Terry Morrissey said...

Just finished reading this very true account of the situation as it was around the time of publishing (1993 remember it well.)
This book should be compulsory reading for first year secondary school students (if they can read), politicians(if they can read), corrections facilities (inmates and staff), Oranga Tamariki staff , Maori institutions and ALL journalists and their editors.
The problem is that they have regressed a whole lot further since then with a whole lot more “woke culture vultures” being taken on board and an even worse lot of kaumatua with pot and meth afflicted brains telling the stories. There are also very dangerous politicians in critical Ministries who are more than happy to push things a little further down the track to reinforce the sense of entitlement.
Since the publishing of the book the education system has been dumbed down so that students do not even necessarily leave school with literary skills so how the hell does that help the situation.
A very enlightening book from someone who has “been there done that.” Wish I had come across it years ago. Certainly explains a lot of past events and present aspirations of the tribal elite.

DeeM said...

"The laboratory in which Fleming discovered and tested penicillin is preserved as the Alexander Fleming Laboratory Museum in St. Mary's Hospital, Paddington." Fleming was educated at Imperial College London.

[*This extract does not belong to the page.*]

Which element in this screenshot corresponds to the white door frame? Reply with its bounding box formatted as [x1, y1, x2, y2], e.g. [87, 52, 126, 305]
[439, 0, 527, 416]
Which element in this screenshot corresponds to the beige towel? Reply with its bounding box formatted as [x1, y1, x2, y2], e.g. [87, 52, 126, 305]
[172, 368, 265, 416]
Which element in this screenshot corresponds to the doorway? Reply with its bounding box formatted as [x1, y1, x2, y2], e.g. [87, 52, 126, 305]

Clearly, Joel thinks where you're born decides every achievement you make in life.
Fleming was British as well as Scottish. The Act of Union 1707 saw the creation of Great Britain when Scotland and England/Wales became one country.
He's obviously sensitive about his own genealogy and wants to disassociate himself from the sins of colonialism.
Sorry Joel - it doesn't wash. Fleming was Scottish but all his research was funded by the British establishment.
Joel's just another woke journo jumping on the pro-Maori gravy train.

Phil said...

I read Maxwell's article in Stuff and actually considered it would meet the definition of Hate Speech. It had the intent to stir up hate against both David Seymour and the English. David is a big fan of the CANZUK idea so I thought this was part of the motivation for the attack on him. A couple of weeks ago an NZ journalist described the concept of the Anglosphere as white supremacy. If NZ building relationships with other English speaking countries is racist does this imply our natural allegiance is now with China to these journalists.

Ray S said...

Almost everything we have here came from somewhere else,
From the first arrival of people from Europe to today, almost all we have today started then, be it good and bad. Like it or not, everybody, including all Maori, have benefited directly or indirectly
from those beginnings.
Many Maori realise this and have made capital.
On the other hand, those of them who want to take a leap back in time want to take averything with them.
Not sustainable.

quattrohl said...

In these querulous times of speaking out about the development of New Zealand and issues of colonialism, I wonder what New Zealand would have been like today if it had not been "colonised" by the British?
What would New Zealand be like if it had been "colonised" by the French or the Spanish, the Portugese, the Dutch or the Belgians. These nations all had, over time, ambitions to explore and subjugate truly indigenous populations. There would probably not have been any form of treaty providing sovereignty and protection (remember the French were already in Akaroa) for the other resident occupiers, the Maori.
None of the other countries mentioned have covered themselves in glory over the centuries so why would New Zealand have been treated any differently by them.
Fred Dagg's song - "We don't how lucky we are" should be re-released for all sections of New Zealand Society to reflect on and get on with life.